> Why? Because it's the choice that doesn't result in information loss when overflow occurs.
AFAIK, arithmetic overflow is exactly means that bits of information were lost during the calculation. [...]
What Brian means is that the "mod 2^N" operation distributes over addition, distributes over subtraction, and distributes over multiplication.
Whether you do the "mod 2^N" operation immediately after each binary operator, or only once at the end of the whole expression, you'll get the same answer.
So in this sense, doing a lot of extra "mod 2^N" operations as part of each binary operator is "value-preserving" because it doesn't interfere with the value you get at the end.

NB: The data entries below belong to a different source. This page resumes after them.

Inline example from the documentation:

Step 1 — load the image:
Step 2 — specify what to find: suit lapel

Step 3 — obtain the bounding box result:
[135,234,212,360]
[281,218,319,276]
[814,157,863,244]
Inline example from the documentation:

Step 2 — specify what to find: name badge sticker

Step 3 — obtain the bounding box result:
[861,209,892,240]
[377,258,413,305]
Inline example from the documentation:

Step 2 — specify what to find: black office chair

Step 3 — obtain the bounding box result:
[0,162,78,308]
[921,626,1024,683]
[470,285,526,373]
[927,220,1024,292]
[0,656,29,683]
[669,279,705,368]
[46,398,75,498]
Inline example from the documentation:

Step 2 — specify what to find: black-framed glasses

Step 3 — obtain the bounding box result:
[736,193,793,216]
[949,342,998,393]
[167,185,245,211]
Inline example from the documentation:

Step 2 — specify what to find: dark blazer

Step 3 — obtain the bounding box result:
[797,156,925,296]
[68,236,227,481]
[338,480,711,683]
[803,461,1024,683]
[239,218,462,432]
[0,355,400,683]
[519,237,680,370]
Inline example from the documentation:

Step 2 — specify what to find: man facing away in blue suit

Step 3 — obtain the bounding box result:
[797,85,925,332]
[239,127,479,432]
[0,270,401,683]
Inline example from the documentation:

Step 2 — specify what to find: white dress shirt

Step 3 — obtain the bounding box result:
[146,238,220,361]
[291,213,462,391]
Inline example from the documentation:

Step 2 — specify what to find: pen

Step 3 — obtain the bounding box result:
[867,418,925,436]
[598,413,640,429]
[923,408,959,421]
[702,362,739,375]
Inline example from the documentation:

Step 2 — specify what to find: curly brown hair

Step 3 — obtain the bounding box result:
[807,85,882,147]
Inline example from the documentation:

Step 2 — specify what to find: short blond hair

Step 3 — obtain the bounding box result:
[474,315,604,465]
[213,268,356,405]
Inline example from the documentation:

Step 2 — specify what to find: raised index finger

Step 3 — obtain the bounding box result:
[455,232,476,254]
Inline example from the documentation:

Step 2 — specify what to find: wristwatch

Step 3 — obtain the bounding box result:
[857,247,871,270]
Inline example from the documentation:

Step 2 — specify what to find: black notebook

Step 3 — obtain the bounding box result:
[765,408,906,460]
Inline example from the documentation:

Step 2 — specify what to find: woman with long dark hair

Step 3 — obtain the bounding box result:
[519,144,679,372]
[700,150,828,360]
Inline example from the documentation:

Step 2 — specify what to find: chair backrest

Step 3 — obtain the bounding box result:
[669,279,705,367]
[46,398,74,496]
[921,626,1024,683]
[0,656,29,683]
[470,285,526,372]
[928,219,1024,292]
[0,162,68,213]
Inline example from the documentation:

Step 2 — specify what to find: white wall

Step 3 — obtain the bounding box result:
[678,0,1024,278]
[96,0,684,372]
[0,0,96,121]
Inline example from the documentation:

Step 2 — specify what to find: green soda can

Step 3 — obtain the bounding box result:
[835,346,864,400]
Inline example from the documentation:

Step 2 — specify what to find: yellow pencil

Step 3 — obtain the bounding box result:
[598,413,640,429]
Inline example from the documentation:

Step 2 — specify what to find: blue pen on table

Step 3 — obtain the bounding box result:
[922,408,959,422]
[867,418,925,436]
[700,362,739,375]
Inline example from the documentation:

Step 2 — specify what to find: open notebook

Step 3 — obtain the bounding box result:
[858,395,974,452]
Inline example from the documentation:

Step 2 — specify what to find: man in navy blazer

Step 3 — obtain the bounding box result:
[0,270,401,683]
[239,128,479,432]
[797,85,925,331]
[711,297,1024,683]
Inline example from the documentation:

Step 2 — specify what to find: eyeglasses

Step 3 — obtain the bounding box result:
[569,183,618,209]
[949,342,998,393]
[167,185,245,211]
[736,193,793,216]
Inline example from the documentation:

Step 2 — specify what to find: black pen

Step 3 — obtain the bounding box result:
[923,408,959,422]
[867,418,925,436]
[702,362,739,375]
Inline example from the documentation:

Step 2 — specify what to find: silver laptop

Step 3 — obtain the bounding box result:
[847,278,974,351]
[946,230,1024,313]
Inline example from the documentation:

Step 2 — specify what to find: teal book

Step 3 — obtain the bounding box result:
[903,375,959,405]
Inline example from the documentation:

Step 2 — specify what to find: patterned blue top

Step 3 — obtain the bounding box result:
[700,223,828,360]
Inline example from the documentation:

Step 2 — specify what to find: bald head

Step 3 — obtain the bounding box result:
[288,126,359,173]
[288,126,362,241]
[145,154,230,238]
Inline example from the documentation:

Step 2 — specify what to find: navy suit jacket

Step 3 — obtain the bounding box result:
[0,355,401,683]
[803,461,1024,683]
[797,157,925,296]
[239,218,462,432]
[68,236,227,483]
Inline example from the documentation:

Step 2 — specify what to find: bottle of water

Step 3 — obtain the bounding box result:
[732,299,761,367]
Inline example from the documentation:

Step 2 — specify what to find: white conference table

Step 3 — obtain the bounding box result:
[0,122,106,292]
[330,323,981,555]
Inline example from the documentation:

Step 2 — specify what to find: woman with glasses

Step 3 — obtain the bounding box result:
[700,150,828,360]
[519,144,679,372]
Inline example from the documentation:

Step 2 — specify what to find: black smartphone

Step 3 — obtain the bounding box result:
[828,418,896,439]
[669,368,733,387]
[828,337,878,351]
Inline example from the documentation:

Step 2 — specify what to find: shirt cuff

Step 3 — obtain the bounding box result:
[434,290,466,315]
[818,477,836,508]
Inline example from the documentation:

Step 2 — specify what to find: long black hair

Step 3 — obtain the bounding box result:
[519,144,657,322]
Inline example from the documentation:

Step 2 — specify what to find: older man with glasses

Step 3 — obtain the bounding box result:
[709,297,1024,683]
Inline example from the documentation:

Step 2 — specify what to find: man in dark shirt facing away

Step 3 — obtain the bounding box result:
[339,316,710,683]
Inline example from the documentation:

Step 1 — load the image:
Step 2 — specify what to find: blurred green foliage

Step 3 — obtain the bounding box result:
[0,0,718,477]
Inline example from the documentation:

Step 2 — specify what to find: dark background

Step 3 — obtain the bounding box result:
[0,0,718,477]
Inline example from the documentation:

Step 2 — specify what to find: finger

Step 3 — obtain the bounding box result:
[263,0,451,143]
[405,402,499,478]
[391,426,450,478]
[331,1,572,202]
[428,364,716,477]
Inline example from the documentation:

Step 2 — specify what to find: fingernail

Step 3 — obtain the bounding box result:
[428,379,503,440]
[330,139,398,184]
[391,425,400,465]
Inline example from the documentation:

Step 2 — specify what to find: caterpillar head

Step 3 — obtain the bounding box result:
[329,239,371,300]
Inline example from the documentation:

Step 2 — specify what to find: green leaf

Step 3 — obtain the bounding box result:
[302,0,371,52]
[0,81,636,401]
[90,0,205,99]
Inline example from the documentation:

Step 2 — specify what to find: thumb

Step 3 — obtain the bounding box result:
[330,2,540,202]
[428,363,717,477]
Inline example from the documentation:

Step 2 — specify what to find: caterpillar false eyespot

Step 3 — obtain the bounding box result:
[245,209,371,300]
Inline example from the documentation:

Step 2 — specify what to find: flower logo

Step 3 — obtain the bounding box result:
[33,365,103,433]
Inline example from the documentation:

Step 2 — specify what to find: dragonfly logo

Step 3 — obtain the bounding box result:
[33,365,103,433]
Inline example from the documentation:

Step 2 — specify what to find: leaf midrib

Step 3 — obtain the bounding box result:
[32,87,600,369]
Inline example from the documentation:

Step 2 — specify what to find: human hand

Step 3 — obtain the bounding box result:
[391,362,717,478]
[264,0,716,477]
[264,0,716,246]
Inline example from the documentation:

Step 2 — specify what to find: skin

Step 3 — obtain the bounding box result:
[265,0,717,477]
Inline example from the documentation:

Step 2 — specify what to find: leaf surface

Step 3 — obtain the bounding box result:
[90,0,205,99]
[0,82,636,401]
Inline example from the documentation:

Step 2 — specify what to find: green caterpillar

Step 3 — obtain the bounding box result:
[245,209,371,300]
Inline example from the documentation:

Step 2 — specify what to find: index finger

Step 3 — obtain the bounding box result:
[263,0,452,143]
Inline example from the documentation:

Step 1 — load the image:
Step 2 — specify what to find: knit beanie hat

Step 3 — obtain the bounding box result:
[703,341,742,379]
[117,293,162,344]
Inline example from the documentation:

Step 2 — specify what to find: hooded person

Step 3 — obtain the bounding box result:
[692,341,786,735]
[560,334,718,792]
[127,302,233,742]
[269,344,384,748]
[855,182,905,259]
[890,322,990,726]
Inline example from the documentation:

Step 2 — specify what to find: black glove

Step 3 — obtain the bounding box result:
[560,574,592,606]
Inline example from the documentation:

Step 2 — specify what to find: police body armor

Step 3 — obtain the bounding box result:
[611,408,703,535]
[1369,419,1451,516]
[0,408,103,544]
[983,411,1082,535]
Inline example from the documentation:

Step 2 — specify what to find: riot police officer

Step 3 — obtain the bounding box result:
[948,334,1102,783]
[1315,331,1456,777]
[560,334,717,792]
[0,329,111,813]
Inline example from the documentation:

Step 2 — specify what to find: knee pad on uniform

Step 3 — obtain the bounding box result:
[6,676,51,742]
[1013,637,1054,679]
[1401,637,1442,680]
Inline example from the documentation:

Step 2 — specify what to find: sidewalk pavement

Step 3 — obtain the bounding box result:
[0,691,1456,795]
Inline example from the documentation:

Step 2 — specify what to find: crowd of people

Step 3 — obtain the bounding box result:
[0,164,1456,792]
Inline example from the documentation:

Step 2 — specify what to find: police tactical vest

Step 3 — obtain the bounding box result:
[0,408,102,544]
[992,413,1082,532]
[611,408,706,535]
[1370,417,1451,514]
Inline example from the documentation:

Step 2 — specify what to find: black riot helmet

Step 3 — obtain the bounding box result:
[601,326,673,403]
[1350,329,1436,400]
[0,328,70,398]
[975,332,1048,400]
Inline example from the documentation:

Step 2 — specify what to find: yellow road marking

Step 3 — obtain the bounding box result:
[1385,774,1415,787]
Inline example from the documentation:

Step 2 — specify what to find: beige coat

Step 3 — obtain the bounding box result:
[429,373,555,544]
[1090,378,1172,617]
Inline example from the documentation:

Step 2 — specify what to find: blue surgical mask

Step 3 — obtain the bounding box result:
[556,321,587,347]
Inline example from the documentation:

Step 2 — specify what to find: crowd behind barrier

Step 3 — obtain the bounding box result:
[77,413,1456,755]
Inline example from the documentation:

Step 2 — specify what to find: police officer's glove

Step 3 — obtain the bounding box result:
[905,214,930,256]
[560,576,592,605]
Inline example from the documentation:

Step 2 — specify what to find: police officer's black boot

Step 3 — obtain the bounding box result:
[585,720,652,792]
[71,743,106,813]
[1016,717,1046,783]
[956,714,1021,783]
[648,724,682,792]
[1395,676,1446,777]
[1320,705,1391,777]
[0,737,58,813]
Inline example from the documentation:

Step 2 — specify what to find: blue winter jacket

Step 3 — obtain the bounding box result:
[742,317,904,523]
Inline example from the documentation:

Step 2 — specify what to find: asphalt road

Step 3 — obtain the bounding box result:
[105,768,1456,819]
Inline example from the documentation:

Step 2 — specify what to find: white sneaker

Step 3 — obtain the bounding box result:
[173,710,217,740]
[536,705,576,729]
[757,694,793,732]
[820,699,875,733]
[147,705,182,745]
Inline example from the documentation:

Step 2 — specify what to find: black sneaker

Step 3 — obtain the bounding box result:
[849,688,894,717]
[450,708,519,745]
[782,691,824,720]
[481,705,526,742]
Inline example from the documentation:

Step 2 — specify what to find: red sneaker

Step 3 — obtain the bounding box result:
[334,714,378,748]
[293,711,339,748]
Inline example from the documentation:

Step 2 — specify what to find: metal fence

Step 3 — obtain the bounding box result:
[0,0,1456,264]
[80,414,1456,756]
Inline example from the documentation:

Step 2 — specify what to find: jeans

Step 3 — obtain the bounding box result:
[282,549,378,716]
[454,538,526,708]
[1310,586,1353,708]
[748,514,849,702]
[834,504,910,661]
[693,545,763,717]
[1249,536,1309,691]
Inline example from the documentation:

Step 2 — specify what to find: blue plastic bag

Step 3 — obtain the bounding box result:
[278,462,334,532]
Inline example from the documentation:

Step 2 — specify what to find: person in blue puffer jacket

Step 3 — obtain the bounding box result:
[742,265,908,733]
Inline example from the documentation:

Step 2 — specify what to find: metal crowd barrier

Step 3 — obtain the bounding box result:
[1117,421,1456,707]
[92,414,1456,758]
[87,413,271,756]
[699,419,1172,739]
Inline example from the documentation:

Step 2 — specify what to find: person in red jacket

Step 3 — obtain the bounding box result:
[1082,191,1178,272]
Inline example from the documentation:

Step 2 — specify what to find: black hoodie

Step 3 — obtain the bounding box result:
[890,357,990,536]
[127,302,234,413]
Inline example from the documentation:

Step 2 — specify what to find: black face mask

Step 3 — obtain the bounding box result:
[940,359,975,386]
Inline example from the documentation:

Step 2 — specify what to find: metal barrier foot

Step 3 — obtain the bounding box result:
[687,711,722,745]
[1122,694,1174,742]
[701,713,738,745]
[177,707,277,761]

(((a + b) \mod 2^{32}) - c) \signedmod 2^{32} = (a + b - c) \signedmod 2^{32}
(((a \times b) \mod 2^{32})
+ c) \signedmod 2^{32} = (a \times b
+ c) \signedmod 2^{32}
But this nice property doesn't extend to division.
Thus ARM, for example, can get away with a single 32x32=32 multiplication instruction (`MUL`) but requires two distinct 32x32=32 division instructions (`SDIV` and `UDIV`).
Now, philosophically I'd disagree that this property makes wrapping arithmetic any "safer" than, say, saturating arithmetic, or reliably aborting the program on overflow, or generating a C++ exception on overflow. Wrapping arithmetic might even create a moral hazard, by usually but not always giving the right answer. But wrapping arithmetic is certainly convenient and performant at the physical level, yeah, and it makes perfect sense that an industry codebase might just set `-fwrapv` in their project file and happily forget all about integer-overflow-is-UB for years at a time. (I am not aware of any industry codebases that have done that, but I'm sure it has been done somewhere.)
–Arthur